The sf elements are fun, and they make sense in a realistic way: humans stumble on abandoned advanced technology and start using it without much of a clue as how it really works. What do they use it for: to find more technology, of course. The prospectors, based on Gateway, are people who take Heechee ships out to find new technology in the universe. They do this with great risk to themselves (again, they just go with no idea what they’re doing, really), all hoping to strike it rich with a Heechee find that the corporation will pay them handsomely for. Crazy. But believable.
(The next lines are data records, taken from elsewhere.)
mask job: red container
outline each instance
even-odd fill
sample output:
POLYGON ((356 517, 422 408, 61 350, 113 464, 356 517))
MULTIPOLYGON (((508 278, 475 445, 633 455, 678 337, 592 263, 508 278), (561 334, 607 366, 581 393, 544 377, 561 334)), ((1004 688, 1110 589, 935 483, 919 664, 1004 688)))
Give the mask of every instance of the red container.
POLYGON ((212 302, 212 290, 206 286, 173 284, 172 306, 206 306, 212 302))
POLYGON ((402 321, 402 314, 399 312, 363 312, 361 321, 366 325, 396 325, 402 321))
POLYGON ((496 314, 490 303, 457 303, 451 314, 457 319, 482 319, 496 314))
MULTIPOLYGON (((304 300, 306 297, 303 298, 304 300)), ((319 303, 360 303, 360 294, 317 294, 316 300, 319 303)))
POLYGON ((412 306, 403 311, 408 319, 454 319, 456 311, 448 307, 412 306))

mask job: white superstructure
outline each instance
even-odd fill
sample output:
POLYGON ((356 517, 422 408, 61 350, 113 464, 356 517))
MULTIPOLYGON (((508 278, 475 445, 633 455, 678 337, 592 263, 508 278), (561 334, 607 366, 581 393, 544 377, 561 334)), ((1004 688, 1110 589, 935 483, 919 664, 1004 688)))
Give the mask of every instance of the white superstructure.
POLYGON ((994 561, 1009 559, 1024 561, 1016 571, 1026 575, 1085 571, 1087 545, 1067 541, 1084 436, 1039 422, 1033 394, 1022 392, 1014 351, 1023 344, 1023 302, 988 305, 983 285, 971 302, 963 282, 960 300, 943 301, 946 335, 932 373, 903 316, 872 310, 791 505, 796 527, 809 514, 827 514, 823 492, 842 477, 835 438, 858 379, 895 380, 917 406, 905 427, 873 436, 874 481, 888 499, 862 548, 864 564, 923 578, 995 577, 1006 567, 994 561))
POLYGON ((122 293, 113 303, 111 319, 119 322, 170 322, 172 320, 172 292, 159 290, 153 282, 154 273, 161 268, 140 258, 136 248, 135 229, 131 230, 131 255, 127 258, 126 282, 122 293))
The narrative is told first-person by Rob(inette) Broadhead, who is sympathetic, but very unlikable. Much of the story is about his “destroying” time while he waffles about what to do: stay where it’s safe and comfortable, or rick it all for an unknowable outcome on a prospecting mission. He generally chooses to remain at Gateway, shacked-up with Klara, arguably his real love in the novel. His whole problem centered around his fear of loss, started by losing his first girlfriend Sylvia and then his mother while he was young.

Anywho, I was expecting more out fo the ending here. While he blames himself for trapping his crew in the event horizon of a black hole, I think it’s he that was actually trapped—at least figuratively. I kept waiting for this revelation, but it never came. Truly, he does seem to be caught in an endless moment: he is not living, but can only think off a time when he might have.

Still, this was a fun read, despite the copy I had being replete with errors. I might even pick up the second novel in the series.